Continúo caminando entre las estanterías hasta el último minuto. Siempre tardo mucho en el supermercado. Miro los productos nuevos. Disfruto. Leo los valores nutricionales. El único problema es que el dinero no suele llegarme para todo. Debo fingir que se me olvida el tarrito de Hermesetas en el carro, debajo del bolso. Meto ahí también unos tomates secos, en realidad el tarro ha ido rodando él solo hasta allí. ¡Ay, Jesús, qué buena soy en todo esto! No importa quién sea el guardia. Una mirada escrutadora. Y la caja es como la aduana, salvo porque la cajera del supermercado sonríe y saluda, todo lo contrario de lo que mandaba la etiqueta soviética.
La lista de objetos prohibidos por los agentes de aduanas continuaba siendo la misma por más que pasaran los años. No. No llevamos armas ni municiones, no llevamos antigüedades, ni drogas ni instrumentos para su uso, no tenemos boletos de lotería soviética. Hay que repasar cada uno de los apartados y a su derecha marcar que no. Además, sé que aparte de los objetos de esa lista, hay que declarar también toda clase de impresos, manuscritos, películas, discos y cintas magnetofónicas, sellos, ilustraciones y similares, así como plantas, frutas, semillas, animales vivos y aves y productos crudos de ganadería y caza. Y no llevábamos nada que no fuera más que para nuestro uso durante el viaje. En el apartado de «Uso propio» se especifican los metales de valor y las piedras preciosas. Mi madre declaraba todos los años la misma alianza y los mismos pendientes, todas las veces se los mostraba al jefe de aduanas... Sí, es mi alianza... Aquí están mis pendientes... Aquí está el dinero en efectivo... Delante del jefe de aduanas, la gente abre paquetes de café y tubos de pasta de dientes. Un hombre ha sido tan estúpido como para intentar pasar Biblias de contrabando... En la radiografía de mi mochila se distinguían unas líneas grises que eran mi lectura para el viaje. Unas veces miraban de qué libros se trataba, otras no. Ese hombre de las Biblias es tan estúpido que ha pensado que podría despistar al jefe de aduanas empaquetándolas en papel de aluminio, pero así en la radiografía aún se ven mejor. Tonto, un tonto de remate. Yo no cometería semejante error. Mientras mi madre está enfrascada en la declaración y va metiendo los bolsos en el detector, yo miro cómo trabajan los jefes de aduanas y cómo son los bolsos del resto de viajeros. Más de una vez le han sugerido a mi madre que yo lleve en mi mochila esto o aquello, una niña, quién puede sospechar de ella, quién miraría dentro de la pequeña mochila de la niña donde sólo hay una flauta dulce y tabletas de flúor, allí se podría meter cualquier cosa. Pero mi madre no accede.
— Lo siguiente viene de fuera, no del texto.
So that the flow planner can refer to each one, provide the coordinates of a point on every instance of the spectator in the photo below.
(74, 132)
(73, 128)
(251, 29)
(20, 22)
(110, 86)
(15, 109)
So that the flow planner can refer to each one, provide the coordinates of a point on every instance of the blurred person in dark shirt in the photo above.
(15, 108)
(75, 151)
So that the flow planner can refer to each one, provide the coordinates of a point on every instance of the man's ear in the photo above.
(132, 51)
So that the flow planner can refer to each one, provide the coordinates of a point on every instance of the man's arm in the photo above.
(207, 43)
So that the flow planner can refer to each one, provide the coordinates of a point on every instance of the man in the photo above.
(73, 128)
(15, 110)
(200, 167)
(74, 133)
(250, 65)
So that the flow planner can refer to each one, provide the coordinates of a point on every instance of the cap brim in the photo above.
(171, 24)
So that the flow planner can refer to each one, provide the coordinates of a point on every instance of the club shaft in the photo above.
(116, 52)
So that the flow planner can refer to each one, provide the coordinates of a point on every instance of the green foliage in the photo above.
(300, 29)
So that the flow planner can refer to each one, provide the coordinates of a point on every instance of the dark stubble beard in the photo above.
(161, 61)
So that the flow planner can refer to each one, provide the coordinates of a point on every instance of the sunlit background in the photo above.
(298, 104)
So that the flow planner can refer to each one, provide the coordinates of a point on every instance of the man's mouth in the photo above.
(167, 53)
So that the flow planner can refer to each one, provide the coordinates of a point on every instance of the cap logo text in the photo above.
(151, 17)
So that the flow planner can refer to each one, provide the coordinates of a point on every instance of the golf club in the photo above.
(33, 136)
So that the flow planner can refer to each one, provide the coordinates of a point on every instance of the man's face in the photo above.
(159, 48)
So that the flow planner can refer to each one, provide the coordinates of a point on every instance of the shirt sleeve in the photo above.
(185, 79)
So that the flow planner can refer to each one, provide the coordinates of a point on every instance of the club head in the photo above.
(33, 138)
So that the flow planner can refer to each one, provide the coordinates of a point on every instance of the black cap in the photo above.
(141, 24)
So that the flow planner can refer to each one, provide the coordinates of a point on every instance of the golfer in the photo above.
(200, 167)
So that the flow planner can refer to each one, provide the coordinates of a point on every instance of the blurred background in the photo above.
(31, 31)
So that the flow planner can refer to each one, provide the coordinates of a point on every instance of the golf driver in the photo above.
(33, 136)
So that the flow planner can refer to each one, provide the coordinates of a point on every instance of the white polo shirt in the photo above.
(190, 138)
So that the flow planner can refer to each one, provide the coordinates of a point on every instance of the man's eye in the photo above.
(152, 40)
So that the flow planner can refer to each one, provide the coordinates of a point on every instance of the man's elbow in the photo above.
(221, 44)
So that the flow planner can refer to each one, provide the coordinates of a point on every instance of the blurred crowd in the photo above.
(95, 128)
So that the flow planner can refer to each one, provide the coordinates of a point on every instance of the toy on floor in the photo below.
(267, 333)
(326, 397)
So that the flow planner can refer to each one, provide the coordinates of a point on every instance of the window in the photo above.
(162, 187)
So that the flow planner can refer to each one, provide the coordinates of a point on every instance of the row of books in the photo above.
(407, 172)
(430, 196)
La primera vez metí en mi mochila un juguete de más, un conejito rojo de plástico. Mi madre me había dicho muchísimas veces que no debíamos llevar nada que no fuera absolutamente necesario —los bolsos, además, ya pesaban demasiado—. Sólo lo que fuera divisa corriente después de pasar la frontera. Aunque a mí me gustara horrores, un conejito de plástico no sería divisa corriente y pasarlo requería tanto astucia e ingenio como miradas inocentes. Al emprender la vuelta a Finlandia, metí debajo de mi camiseta un libro de oraciones de los baptistas impreso en el siglo XIX que había encontrado en el desván de la abuela... Tengo que apañármelas, tengo que conseguir sacarlo... Y continúo dibujando esa misma sonrisa, esa que es más abierta por dentro y resulta tramposa, pues hacia fuera es inocente, esa sonrisa mía que flirtea con que la pillen. Siempre cae la cabeza de alguien, pero no puede ser la de Anna ni la de su madre... Esa sonrisa es la misma que tengo cuando vuelvo a aparecer después de haber vomitado, sólo que algo más lánguida, pero por lo demás es igualita... Esa sonrisa baila en mi interior."

Sofi Oksanen
Las vacas de Stalin



"Enderezó la cortina. El jardín grisáceo y mojado parecía lloriquear, las ramas de los abedules se balanceaban empapadas, las hojas aplastadas por la lluvia y la hierba goteaban. De pronto, vio algo allí abajo, una especie de bulto. Aliide dio un paso atrás, al resguardo de la cortina, para que no la viesen desde el jardín. Se asomó otra vez tras las puntillas y aguantó la respiración. Su mirada esquivó las manchas dejadas en el cristal por la mosca y se centró en el césped, ante el abedul partido por un rayo.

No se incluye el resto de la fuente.